Obviously a woman who makes her man feel unwanted or pushed out by the baby is foolish, not only because he will feel bad but because she is at a time when she needs a friend and someone who cares for and loves her. Having a baby is a joint affair – it is not something a woman does on her own.

First-time parents-to-be have fantasies, fears and concepts of ‘ideal’ parenthood which influence their attitudes towards their new baby and all that surrounds it. These areas are rarely investigated or even acknowledged by those caring for the pregnant woman but they need to be discussed fully by the couple and problem areas taken further with a professional where necessary. When this advice is followed the couple can anticipate problem areas and do something about them, so enhancing their enjoyment both of the events and each other.

A final word-Pregnancy, childbirth and motherhood all suffer from culturally inspired fears, myths and expectations.

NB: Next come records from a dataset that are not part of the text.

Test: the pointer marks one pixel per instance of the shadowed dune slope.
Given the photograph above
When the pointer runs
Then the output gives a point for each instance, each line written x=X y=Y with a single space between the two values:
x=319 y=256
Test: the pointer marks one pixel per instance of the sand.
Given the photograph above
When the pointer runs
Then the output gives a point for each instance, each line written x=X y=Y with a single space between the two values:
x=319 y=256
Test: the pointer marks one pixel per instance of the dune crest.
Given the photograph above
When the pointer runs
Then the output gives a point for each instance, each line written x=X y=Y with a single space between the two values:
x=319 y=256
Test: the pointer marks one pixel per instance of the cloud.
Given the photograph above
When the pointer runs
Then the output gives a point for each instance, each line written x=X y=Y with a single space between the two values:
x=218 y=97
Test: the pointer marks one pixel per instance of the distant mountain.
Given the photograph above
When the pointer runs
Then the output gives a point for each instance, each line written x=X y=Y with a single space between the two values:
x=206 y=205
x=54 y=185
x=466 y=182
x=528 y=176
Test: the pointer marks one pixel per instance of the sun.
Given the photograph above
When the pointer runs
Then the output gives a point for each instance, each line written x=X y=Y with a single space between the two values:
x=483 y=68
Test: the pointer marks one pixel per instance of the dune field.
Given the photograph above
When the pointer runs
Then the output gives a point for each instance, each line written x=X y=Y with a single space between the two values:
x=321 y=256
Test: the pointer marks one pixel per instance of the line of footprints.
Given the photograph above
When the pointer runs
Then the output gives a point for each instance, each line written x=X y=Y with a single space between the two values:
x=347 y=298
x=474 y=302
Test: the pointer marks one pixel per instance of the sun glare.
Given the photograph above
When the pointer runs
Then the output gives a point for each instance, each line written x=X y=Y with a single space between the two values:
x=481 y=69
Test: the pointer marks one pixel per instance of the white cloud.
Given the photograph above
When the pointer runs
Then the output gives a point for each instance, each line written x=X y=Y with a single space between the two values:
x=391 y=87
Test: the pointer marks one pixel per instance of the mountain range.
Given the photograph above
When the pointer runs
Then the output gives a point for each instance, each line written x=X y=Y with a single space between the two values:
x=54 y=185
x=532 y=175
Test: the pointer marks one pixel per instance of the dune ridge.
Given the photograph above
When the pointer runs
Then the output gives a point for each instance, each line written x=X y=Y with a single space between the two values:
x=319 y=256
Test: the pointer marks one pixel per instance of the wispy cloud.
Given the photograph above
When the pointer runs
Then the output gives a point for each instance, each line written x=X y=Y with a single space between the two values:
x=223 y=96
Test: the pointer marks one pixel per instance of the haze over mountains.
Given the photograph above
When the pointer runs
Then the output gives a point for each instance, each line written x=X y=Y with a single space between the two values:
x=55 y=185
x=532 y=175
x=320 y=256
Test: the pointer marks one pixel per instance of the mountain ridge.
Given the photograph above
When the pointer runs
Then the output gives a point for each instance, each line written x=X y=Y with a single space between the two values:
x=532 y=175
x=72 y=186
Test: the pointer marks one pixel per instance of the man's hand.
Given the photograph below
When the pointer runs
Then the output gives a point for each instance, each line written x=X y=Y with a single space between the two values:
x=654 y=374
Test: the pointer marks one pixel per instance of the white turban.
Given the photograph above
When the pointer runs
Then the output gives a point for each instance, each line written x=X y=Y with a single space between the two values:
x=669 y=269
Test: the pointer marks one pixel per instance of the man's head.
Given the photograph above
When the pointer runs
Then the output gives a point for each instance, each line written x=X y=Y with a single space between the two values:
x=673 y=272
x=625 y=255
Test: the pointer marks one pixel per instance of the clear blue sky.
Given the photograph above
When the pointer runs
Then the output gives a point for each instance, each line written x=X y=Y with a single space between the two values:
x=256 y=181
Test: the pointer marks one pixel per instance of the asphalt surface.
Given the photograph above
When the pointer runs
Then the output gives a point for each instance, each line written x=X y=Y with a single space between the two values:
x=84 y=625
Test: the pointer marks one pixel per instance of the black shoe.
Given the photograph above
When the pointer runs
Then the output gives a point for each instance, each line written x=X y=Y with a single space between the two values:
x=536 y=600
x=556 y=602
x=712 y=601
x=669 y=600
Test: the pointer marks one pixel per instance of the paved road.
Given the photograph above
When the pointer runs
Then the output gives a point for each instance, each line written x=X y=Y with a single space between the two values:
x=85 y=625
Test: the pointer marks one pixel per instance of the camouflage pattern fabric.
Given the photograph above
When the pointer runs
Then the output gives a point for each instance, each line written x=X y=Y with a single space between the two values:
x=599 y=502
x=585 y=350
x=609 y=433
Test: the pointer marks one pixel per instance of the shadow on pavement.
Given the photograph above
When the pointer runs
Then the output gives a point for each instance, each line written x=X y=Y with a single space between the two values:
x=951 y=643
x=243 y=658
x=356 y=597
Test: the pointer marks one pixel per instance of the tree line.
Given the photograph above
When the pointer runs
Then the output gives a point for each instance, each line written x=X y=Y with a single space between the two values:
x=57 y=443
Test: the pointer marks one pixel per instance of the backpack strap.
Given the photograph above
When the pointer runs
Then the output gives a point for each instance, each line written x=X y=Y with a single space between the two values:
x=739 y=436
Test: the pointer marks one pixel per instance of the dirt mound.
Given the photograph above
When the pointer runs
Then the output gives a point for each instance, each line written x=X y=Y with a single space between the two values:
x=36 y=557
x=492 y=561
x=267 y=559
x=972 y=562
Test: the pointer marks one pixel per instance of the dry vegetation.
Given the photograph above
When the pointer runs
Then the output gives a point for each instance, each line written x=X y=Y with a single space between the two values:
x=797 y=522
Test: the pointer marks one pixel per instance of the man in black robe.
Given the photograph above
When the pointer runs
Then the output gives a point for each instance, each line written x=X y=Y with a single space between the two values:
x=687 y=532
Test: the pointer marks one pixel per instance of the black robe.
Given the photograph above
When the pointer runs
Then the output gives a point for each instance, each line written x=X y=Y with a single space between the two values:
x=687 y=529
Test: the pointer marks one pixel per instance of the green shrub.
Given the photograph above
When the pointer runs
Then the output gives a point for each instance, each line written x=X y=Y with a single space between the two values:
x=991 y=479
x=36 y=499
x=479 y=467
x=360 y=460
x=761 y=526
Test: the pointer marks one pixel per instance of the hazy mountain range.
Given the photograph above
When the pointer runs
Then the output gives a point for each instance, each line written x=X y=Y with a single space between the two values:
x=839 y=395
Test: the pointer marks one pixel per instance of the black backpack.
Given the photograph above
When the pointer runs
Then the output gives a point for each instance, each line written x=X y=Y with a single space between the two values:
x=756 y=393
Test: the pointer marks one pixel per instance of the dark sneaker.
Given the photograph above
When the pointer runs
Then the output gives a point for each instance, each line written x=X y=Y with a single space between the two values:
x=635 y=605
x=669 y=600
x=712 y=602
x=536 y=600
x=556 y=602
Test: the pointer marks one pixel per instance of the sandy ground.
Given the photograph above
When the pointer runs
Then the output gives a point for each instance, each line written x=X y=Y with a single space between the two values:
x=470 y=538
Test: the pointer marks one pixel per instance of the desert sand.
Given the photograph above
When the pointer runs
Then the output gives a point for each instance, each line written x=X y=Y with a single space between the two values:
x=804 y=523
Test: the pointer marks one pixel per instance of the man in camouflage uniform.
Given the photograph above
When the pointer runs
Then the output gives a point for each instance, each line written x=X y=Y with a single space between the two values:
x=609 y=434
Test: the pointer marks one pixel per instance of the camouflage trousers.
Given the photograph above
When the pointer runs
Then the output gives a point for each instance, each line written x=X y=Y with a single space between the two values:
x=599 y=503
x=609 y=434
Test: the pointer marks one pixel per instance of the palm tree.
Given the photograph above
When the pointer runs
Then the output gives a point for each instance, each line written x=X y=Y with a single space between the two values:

Good sexual attitudes and satisfactory sexual practices are the background, preparation and key to happy pregnancy, childbirth and especially to good mothering. Women not only have a spiritual bond with their babies – they also have a powerful biological one. The damage we do to girls by ignoring the physical and biological side of mothering is enormous and leads many of them to get less out of pregnancy; birth; and motherhood than they could. This is not simply of academic interest, though, because it deeply influences how they behave to both their partner and their baby and the way they view themselves.